After the Tooley Street Fire, an act of parliament was passed to establish a new fire service...

The first public fire brigade...

Before the Metropolitan Fire Brigade Act was passed in 1865, London's firefighters weren't public servants – they were employed by insurance companies. Learn more more about the early fire brigades and the London Fire Engine Establishment (LFEE).

Then, in 1861, everything changed. A huge fire broke out at Cotton's Wharf, which took 2 weeks to extinguish – causing millions of pounds of damage. The Tooley Street Fire saw insurance companies ask parliament to relieve them of their responsibilities.

 

Historical Fire Engine

The Metropolitan Fire Brigade

The Metropolitan Fire Brigade (MFB) was formed in 1866 after insurance companies told the government they were unwilling to be responsible for London's fire protection due to escalating compensation costs.

Did you know?

The Metropolitan Police were originally chosen to take control of the MFB but it was decided this would be too complicated and the Metropolitan Board of Works was given the responsibility.

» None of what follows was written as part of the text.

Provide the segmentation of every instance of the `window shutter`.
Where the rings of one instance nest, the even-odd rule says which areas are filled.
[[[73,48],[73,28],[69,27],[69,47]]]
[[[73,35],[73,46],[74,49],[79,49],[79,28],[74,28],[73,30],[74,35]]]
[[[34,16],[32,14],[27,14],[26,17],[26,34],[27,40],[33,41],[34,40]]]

The headquarters for the MFB was at Southwark Training Centre and the Chief Officer lived in in the adjoining building, Winchester House.

Captain Sir Eyre Massey Shaw became Chief Officer of the MFB

Chief Officer Massey Shaw

Captain Sir Eyre Massey Shaw became Chief Officer of the MFB and changed it significantly.

He established a new rank system; introduced a new uniform; built new fire stations and introduced advanced technology to improve the service.

Shaw the innovator – a father of modern firefighting

Massey Shaw brought in steam fire engines that could pump, on average, 300 gallons of water a minute. They were well equipped for putting out fires - as long as the boilers were kept warm enough to raise the steam.

Horses were used to pull the engines and they were housed at the station with the firefighters. Sloping floors in fire stations allowed engines to move out more easily - this was called 'on the run', a term still used today.

Historical photo of gold fire helmet

Did you know...?

In 1866, Chief Fire Officer Captain Sir Eyre Massey Shaw introduced a new uniform consisting of a blue double-breasted serge tunic and trousers.

Each firefighter would have carried an axe and a hose spanner.

The firefighter would also wear a number on their tunic. This number represented a person's rank and the number decreased as their seniority increased.

He also designed our iconic brass helmets.